Il 12 febbraio è
iniziato presso l’aula bunker del carcere di Rebibbia il processo contro alcuni
militari latinoamericani che durante gli anni ‘70 hanno partecipato all’Operazione Condor. La maggior parte degli imputati sono già stati processati e
condannati in altri paesi, quindi l’udienza è più un risarcimento che una vera ricerca della verità.
Operazione Condor
La somiglianza
tra le dittature militari che hanno dominato il Sud America durante gli anni
'60 e '70 è atroce. Guidati dal sanguinoso filo conduttore dell'Operazione
Condor e grazie alle tecniche d’oppressione più spietate, sono state capaci di
annullare qualsiasi dissenso politico o ideologico. Dare una stima delle persone che sono state
giustiziate o torturate sarebbe tanto inesatto quanto terrificante.

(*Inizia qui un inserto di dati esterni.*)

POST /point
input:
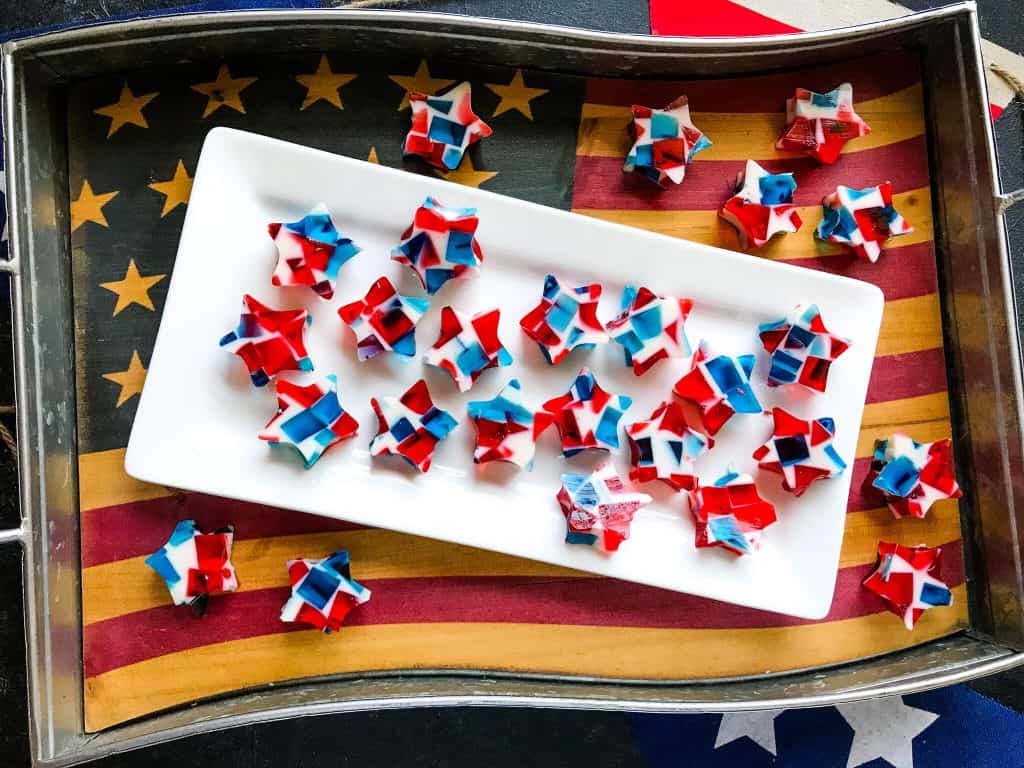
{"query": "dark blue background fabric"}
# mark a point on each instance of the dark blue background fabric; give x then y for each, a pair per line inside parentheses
(965, 727)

È difficile camminare dentro il carcere di Rebibbia e non pensare di essere dentro
un fumetto di Zerocalcare. Ma questa mattina, mentre passeggio per questa felice
isola tra San Francisco e Pescara, non mi preoccupano nè gli zombie, ne gli
armadilli, ma il confine tra la giustizia
e la vendetta.
È, anche, molto
simile il modo in cui ciascuno dei paesi colpiti ha rivisto i fatti, anni dopo
la fine della dittuatura. La lotta delle famiglie delle vittime ha fatto in
modo che ogni paese, ognuno a tempo debito, abbia processato e condannato gli
autori di tali crimini.
Sicuramente
l'icona di questa lotta sono le Madri di
Plaza de Mayo argentine. Ma altre madri, senza velo, hanno combattuto
instancabilmente per anni in Cile, Perù, Bolivia e Uruguay, per una giustizia
che sembrava irraggiungibile. Per fortuna, dopo molti anni, questa giustizia
sta arrivando.
Il processo
Quando raggiungo
l'imponente carcere romano, il mio pensiero va agli avvocati difensori dei
torturatori. Solo uno degli imputati vive in Italia, il che vuol dire che gli altri
non saranno presenti alla prima udienza. Deve essere difficile difendere
l'innocenza di coloro che hanno commesso tali crudeltà. Ma sicuramente sarà una
sfida eccitante anche dal punto di vista giuridico.
Inoltre non
posso fare a meno di pensare ai: parenti ed amici delle 23 persone scomparse
tra il ‘73 e il ‘78 che avevano la cittadinanza italiana. La maggior parte
degli imputati sono già stati processati e condannati in altri paesi, perciò
quest’udienza è più un risarcimento che una vera ricerca della verità. In
effetti, la validità giuridica è relativa, in quanto si limita a vittime che
avevano la cittadinanza italiana. Perciò ho i miei dubbi sul fatto se la
sessione sia intesa come una ricerca di giustizia oppure come mera ricerca di
vendetta da parte dell'accusa.
In una delle
sale adiacenti al bunker vedo una donna con caratteristiche andine, suppongo
sia lì per il processo e le domando: “Mi scusi, sa se è già iniziato il
processo?” Lei mi guarda e risponde, con italiano perfetto: “Il processo c’è stato 40
anni fa, ormai lo stiamo solo correggendo.”
Ho capito di più
le rughe delle sue mani che le sue parole e mi sono reso conto che, forse,
queste persone non cercano nè la giustizia nè la vendetta, ma la libertà.